Metabolic Engineering, 2010

We generated a genomic library from sheared Clostridium acetobutylicum 824 DNA, whereby inserts c... more We generated a genomic library from sheared Clostridium acetobutylicum 824 DNA, whereby inserts can be expressed in both directions from the thiolase promoter, P thl . Serial transfer of library-bearing C. acetobutylicum cultures exposed to increasing butyrate concentrations enriched for inserts containing fragments of rRNA genetic loci. The selected library inserts were placed so that antisense (to the rRNAs) non-coding RNAs (ncRNAs) would be transcribed from P thl . Different enriched inserts imparted similar butyrate-tolerance characteristics. A minimal tolerance fragment (RDNA7) was identified as the 16S-rRNA promoter region. Expressed on plasmid pRD7 off P thl , RDNA7 can produce putative ncRNAs termed ncRNA RD7 . C. acetobutylicum 824(pRD7) showed superior resistance to butyrate and other carboxylic acids.
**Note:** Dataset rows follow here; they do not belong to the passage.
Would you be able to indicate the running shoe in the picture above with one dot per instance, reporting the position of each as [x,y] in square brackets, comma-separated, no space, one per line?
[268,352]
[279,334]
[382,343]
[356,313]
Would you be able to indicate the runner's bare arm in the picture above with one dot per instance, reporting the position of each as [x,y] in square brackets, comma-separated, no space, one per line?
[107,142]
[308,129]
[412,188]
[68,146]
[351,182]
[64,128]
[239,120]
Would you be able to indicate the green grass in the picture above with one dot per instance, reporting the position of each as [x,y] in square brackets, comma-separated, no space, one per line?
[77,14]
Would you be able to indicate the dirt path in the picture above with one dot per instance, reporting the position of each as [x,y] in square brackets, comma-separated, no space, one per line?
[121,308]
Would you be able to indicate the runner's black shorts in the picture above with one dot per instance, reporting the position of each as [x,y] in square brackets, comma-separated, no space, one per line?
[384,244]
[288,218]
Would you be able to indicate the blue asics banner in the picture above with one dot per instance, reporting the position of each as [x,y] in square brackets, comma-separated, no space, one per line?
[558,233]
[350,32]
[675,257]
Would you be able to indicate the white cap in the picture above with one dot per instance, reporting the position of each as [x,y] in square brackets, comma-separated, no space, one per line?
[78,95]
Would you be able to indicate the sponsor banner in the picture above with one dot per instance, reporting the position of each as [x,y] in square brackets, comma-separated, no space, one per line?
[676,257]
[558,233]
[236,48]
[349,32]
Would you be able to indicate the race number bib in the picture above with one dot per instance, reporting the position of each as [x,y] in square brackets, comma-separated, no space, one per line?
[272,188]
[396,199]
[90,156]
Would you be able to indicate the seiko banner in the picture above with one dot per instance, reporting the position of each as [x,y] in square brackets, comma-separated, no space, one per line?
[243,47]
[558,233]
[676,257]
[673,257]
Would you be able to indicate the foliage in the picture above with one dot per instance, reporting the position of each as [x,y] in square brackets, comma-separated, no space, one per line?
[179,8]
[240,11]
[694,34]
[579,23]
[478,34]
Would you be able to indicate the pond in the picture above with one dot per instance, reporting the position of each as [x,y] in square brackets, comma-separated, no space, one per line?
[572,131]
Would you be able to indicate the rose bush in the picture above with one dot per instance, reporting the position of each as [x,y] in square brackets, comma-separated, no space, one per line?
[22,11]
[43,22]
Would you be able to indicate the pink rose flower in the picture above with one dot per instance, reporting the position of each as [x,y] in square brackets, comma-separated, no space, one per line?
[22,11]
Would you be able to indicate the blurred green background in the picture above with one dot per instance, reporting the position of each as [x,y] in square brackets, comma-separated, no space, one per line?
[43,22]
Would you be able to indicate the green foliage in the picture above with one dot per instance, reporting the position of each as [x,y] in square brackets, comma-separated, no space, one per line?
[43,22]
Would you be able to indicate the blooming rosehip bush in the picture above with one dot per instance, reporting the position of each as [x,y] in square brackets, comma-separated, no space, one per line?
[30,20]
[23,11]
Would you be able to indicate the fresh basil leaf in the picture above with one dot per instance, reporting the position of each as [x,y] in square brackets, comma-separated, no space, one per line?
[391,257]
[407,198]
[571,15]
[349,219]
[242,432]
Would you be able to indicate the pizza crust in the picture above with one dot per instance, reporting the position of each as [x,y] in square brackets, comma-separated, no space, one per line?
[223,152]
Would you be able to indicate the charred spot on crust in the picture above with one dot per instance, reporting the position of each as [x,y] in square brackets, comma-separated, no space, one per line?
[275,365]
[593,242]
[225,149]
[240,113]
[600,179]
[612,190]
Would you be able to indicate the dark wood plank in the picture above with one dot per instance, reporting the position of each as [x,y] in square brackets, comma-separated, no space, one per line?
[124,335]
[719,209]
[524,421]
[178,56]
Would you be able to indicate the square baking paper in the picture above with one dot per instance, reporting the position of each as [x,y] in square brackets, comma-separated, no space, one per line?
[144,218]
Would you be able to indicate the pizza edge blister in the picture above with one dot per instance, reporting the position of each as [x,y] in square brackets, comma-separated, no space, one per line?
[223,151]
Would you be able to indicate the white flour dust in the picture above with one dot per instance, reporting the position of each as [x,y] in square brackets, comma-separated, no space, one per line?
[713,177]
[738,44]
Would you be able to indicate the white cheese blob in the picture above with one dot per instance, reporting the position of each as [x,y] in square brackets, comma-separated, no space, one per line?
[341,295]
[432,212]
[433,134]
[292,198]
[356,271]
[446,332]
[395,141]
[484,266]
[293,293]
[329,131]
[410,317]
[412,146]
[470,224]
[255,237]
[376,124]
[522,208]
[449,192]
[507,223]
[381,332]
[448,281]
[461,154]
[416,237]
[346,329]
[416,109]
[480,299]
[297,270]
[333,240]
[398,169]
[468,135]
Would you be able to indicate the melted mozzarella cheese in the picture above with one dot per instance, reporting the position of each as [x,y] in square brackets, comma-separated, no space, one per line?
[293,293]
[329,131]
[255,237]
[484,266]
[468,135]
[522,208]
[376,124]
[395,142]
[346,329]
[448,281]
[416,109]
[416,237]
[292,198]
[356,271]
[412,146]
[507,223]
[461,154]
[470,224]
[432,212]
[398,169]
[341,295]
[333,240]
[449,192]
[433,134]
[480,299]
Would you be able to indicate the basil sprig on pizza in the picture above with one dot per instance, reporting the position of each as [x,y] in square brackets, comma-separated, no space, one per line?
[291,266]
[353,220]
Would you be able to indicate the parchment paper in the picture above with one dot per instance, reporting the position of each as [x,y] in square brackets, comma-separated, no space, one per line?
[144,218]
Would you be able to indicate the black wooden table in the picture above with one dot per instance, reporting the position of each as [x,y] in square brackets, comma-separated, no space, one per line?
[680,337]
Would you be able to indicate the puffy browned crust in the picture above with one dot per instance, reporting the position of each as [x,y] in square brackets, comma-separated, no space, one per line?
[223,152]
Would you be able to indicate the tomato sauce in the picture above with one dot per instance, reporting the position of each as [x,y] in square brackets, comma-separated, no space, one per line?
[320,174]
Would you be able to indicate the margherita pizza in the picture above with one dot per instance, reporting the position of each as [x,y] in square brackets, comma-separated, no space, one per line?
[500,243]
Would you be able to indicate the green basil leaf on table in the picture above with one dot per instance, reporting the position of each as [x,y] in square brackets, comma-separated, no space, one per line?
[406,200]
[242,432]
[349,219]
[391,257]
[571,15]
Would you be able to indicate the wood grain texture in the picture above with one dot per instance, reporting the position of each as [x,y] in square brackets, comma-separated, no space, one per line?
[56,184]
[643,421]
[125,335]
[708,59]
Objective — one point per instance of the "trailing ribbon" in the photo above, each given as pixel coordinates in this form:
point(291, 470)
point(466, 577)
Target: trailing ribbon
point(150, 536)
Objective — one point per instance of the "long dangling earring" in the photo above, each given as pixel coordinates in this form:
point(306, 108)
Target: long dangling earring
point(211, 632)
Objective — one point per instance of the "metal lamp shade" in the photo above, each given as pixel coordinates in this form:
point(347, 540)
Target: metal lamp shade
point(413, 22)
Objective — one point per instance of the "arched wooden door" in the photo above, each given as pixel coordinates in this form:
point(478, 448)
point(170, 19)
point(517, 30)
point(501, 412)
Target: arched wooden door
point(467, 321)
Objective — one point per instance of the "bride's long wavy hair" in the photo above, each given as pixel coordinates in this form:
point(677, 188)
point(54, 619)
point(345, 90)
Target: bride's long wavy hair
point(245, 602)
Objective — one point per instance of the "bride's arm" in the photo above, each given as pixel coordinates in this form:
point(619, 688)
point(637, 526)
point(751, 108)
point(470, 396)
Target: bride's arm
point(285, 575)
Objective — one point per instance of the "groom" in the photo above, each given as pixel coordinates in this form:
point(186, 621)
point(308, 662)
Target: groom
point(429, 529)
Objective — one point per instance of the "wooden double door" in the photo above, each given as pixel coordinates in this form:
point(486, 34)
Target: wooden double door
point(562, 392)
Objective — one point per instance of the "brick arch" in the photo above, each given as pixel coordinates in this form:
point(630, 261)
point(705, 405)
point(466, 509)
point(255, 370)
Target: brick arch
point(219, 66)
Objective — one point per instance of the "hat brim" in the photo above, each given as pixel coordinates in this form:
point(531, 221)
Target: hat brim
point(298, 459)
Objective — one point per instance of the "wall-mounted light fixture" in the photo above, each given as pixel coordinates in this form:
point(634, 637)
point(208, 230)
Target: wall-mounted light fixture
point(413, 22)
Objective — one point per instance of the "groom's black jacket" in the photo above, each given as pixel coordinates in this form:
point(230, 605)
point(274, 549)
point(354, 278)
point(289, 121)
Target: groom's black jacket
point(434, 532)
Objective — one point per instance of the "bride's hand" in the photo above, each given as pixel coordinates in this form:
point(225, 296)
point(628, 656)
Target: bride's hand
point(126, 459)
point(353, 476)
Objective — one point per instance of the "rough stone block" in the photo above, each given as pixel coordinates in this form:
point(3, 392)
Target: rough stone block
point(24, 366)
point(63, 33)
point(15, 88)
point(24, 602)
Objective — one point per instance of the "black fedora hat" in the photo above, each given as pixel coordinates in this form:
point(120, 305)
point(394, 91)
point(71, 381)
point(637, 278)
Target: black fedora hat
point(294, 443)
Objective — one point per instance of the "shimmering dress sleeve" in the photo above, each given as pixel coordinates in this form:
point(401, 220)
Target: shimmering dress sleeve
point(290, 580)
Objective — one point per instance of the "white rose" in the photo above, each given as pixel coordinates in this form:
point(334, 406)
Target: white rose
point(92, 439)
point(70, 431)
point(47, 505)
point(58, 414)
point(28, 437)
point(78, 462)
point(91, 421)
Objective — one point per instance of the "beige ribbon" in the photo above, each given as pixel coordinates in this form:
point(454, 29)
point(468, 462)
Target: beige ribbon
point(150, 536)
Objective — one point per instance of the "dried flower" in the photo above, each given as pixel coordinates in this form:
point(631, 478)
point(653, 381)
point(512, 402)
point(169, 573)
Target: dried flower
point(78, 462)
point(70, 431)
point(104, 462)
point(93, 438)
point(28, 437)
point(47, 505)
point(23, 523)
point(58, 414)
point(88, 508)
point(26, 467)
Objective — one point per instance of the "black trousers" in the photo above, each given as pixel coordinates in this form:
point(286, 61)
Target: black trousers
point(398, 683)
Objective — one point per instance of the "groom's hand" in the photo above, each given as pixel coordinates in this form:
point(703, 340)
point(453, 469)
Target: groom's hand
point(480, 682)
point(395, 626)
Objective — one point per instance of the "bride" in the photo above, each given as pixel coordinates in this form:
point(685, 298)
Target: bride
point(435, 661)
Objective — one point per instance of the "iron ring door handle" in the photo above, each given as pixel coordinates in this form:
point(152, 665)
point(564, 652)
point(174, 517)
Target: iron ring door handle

Transcriptional analysis of butyrate stress identified 120 differentially expressed genes between 824(pRD7) and 824(pSOS95del). The few upregulated genes included the ffh gene of the putative signal recognition particle (SRP) system. Northern analysis of ncRNA RD7 and corresponding antisense RNAs demonstrated multiple ncRNA RD7 molecules in 824(pRD7). Several corresponding antisense RNA molecules were identified both in 824(pRD7) and 824(pSOS95del), but at much higher levels in 824(pRD7). Northern analysis of 16S rRNA expression suggested complex RDNA7-dependent rRNA processing. Our data suggest that by hybridizing against unprocessed rRNA precursors, ncRNA RD7 alters rRNA processing, and these alterations result in acid tolerance, possibly through a mechanism involving the Ffh protein.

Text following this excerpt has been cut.